During the Democratic primary, the Sunrise Movement gave Biden’s climate plan a grade of “F,” noting that it failed completely to meet the bare minimum standards of the Green New Deal. Biden has since modified his plan, but it still is inadequate, even if one chooses to believe his post-primary commitments are genuine and will be carried through.
The Green New Deal outlines a plan in-step with recommendations from the United Nations’ Intergovernmental Panel on Climate Change (IPCC). This plan includes, among other measures, the U.S. leading a reduction of global carbon emissions from human sources to 40%-60% below 2010 levels by 2030. More progressive plans, such as Sen. Bernie Sanders’s, also call for a total ban on fracking.
Even the IPCC’s plan—which Biden fails to meet—is seemingly inadequate.

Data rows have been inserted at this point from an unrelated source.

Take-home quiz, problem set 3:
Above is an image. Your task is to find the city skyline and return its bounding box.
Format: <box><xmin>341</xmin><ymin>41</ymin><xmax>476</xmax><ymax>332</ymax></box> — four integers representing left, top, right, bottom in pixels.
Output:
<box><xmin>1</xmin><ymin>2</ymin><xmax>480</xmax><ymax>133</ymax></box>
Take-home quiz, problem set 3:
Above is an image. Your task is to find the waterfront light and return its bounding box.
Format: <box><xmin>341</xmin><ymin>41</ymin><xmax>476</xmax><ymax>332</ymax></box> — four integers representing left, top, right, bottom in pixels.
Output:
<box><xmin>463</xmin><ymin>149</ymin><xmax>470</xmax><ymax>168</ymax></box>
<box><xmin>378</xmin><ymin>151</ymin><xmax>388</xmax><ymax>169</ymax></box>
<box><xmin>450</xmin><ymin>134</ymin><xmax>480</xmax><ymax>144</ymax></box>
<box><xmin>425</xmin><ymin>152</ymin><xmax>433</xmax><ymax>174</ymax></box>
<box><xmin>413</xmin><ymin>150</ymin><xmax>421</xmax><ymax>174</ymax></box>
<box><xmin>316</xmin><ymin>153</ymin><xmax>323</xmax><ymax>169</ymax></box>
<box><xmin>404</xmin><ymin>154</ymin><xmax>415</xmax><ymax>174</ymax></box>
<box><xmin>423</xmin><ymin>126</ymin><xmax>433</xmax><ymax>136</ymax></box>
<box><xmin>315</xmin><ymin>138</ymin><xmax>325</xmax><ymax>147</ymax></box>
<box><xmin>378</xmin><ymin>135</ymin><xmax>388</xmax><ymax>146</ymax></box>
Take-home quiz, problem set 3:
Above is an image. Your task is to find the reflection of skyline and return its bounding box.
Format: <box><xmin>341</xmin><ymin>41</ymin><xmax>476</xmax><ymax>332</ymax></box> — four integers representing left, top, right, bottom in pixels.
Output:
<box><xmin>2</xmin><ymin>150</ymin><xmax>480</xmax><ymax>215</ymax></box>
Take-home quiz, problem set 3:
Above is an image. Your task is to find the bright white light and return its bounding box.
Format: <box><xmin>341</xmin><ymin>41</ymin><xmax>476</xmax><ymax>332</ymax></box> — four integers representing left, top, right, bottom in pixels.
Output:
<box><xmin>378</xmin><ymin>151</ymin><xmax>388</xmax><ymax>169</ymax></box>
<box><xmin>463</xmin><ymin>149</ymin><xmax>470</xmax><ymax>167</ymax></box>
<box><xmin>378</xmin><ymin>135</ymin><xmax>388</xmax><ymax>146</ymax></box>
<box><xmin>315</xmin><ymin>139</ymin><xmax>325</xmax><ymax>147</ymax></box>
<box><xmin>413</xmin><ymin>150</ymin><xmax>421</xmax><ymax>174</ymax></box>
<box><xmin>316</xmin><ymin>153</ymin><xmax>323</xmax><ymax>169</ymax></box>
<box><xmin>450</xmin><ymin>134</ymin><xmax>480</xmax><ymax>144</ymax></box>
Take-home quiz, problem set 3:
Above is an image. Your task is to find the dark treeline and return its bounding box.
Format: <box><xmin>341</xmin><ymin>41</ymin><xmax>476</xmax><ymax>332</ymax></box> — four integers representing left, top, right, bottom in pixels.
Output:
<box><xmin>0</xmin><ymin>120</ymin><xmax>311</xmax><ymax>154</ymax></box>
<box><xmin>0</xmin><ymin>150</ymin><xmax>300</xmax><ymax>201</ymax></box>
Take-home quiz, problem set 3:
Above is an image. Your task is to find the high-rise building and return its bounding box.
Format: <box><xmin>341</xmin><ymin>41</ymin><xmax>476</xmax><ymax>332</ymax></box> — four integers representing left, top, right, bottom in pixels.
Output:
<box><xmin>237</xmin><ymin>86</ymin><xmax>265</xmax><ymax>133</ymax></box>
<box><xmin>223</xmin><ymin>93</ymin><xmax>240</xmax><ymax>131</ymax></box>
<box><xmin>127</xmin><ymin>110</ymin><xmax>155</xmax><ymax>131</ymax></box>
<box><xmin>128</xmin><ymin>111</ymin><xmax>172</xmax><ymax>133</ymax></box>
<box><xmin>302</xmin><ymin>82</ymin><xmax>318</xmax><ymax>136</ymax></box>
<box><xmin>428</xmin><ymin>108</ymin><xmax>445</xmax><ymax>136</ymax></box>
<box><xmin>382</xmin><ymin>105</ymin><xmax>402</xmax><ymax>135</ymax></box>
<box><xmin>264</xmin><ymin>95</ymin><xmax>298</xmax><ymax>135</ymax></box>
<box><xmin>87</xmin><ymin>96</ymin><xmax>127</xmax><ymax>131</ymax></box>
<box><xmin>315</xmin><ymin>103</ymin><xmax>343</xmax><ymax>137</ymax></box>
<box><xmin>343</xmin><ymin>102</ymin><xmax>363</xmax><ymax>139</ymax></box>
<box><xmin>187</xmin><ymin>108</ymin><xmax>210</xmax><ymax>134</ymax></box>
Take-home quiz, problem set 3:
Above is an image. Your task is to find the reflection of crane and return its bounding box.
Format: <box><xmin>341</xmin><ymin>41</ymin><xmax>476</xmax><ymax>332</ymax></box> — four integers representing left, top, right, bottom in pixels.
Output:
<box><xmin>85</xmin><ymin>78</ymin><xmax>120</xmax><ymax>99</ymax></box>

“You may have missed it, but a recent report declared that the main strategy of world leaders for tackling climate change won’t work,” a 2019 report in The Conversation states. “It’s called green growth, and it’s favored by some of the largest and most influential organizations in the world, including the United Nations and the World Bank.”
Green growth, the report explains, is “the idea that society can reduce its environmental impacts and slash its emissions, even while the economy continues to grow and the quantity of stuff that’s produced and consumed increases.”
The report states, citing a 2019 report released by the European Environmental Bureau, that, “There is no evidence that societies have ever managed to decouple economic
growth from emissions at this scale in the past, and little evidence they have the capacity to achieve it in the future.”
Despite Biden’s post-primary promise to achieve net-zero carbon emissions by 2050, as the Green New Deal and the IPCC recommend, his plan fails to outline annual clean energy investments (2% of GDP) which economists say will be necessary to meet that goal. While other Democratic primary candidates proposed up to a $16.3 trillion investment in clean energy before 2050, Biden’s plan ensures only $1.7 trillion. These are just some of the many ways Biden’s plan falls short of bare minimum requirements.
As noted in a recent Dollars and Sense report: “To begin with, the Biden proposal does not do enough to transform the transportation sector, which is the largest source of climate pollution in the United States. Despite its emphasis on electric vehicles, it never sets a target date for all new vehicles to be electric (…) Also antithetical to [environmental scientist Barry] Commoner’s prescription, Biden says he intends to ban fracking only for oil and gas production on federal lands, not more broadly.”
And the fossil fuels industry knows a Biden presidency poses little threat to its continuing business as usual—and irreversibly damaging the planet in the process.
The Dollars and Sense Report states: “Matt Gallagher, president of Parsley Energy, a West Texas oil producer, told the New York Times that, ‘There is a lot of room for oil and gas’ in the Biden plan. The Biden proposal also promises to support carbon-capture technology. This still unproven and prohibitively expensive technology would allow coal-powered power plants to continue to generate electricity if they can capture and store their carbon waste. Both storing the carbon, and the likely leakage, promise to be environmentally destructive.”
We cannot allow ourselves to become complacent because of insufficient media coverage or to be fooled by the false promises of dishonest politicians. Our leaders are failing us, and we must demand better in every aspect of implementing a solution to this crisis.
Incremental change is not enough. We need to radically transform our society to save ourselves from extinction and from literally destroying our only planet. The time to sound the emergency alarms was yesterday, but we—young people, the news media—must continue doing so as long as we face this existential threat, and particularly as long as our “leaders” continue failing to acknowledge reality and to implement an adequate solution.